У повара Томилин поселился тоже в мезонине, только более светлом и чистом. Но он в несколько дней загрязнил комнату кучами книг; казалось, что он переместился со всем своим прежним жилищем, с его пылью, духотой, тихим скрипом половиц, высушенных летней жарой. Под глазами учителя набухли синеватые опухоли, золотистые искры в зрачках погасли, и весь он как-то жалобно растрепался. Теперь, все время уроков, он не вставал со своей неопрятной постели.

– У меня болят ноги, – сказал он.

«Ушиб коленки тогда, в саду», – догадался Клим.
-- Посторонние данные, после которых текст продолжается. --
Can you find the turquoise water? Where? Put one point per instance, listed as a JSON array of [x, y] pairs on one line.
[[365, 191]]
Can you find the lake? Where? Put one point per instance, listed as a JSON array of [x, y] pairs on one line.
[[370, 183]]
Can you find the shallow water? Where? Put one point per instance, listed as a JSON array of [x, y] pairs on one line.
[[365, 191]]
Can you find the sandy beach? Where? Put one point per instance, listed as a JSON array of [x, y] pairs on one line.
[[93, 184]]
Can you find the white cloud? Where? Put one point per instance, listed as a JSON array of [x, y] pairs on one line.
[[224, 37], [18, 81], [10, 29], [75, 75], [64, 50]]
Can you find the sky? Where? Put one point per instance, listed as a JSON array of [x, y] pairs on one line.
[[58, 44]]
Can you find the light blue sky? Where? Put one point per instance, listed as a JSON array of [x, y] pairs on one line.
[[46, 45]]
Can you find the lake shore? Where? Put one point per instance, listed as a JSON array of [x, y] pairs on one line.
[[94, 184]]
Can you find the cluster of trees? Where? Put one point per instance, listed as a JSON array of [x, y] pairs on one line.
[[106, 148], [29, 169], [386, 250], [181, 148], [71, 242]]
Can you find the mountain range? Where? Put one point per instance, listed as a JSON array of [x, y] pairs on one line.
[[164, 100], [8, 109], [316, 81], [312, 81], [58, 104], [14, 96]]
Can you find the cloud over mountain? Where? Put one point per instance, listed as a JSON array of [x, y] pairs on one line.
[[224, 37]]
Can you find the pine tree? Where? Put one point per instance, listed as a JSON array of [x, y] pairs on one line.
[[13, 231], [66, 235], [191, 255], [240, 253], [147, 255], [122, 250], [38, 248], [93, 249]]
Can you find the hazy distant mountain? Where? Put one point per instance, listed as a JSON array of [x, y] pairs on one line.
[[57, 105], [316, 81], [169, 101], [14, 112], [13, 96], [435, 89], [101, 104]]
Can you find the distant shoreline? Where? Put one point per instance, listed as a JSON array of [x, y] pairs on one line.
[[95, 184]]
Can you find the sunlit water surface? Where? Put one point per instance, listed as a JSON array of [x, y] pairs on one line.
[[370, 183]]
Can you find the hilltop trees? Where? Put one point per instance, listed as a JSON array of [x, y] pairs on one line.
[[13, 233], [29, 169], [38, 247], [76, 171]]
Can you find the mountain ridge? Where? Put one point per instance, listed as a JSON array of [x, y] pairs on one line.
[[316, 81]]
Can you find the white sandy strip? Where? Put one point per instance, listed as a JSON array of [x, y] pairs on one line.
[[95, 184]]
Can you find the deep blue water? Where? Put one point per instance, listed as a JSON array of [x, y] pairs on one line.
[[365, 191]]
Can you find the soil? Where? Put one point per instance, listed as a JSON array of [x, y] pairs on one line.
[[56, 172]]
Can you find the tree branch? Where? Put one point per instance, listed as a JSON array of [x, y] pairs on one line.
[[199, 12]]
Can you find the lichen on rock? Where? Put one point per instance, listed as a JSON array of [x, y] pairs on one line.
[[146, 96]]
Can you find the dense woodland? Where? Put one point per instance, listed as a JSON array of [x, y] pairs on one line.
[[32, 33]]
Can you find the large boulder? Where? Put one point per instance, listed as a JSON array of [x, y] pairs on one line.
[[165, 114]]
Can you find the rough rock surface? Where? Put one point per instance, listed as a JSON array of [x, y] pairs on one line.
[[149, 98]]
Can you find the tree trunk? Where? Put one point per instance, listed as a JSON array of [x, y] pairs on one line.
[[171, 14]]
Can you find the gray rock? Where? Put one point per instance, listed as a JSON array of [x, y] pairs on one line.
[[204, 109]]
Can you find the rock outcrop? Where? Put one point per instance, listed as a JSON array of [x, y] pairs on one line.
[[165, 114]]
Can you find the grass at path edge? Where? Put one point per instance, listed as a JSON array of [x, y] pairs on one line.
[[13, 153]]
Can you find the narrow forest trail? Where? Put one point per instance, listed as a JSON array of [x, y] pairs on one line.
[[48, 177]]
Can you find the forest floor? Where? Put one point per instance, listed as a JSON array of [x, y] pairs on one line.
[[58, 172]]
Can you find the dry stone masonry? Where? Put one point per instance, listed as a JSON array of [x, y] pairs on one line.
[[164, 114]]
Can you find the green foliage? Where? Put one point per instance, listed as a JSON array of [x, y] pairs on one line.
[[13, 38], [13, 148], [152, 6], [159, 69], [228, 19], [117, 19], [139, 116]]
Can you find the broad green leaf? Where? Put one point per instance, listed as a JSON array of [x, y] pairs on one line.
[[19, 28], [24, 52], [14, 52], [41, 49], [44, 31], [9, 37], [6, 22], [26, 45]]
Заниматься Томилин стал нетерпеливо, в тихом голосе его звучало раздражение; иногда, закрыв скучные глаза, он долго молчал и вдруг спрашивал издалека:

– Ну, понял?

– Нет.

– Подумай.

Клим думал, но не о том, что такое деепричастие и куда течет река Аму-Дарья, а о том, почему, за что не любят этого человека. Почему умный Варавка говорит о нем всегда насмешливо и обидно? Отец, дедушка Аким, все знакомые, кроме Тани, обходили Томилина, как трубочиста. Только одна Таня изредка спрашивала:

– А вы, Томилин, как думаете?

Он отвечал ей кратко и небрежно. Он обо всем думал несогласно с людями, и особенно упряменько звучала медь его слов, когда он спорил с Варавкой.

– В сущности, – говорил он.

– В сущности, в сущности, – передразнивал Варавка. – Черт ее побери, эту вашу сущность! Гораздо важнее тот факт, что Карл Великий издавал законы о куроводстве и торговле яйцами.

Учитель возразил читающим голосом:

– Для дела свободы пороки деспота гораздо менее опасны, чем его добродетели.

– Фанатизм, – закричал Варавка, а Таня обрадовалась:

– Ах, нет, это удивительно верно! Я запишу…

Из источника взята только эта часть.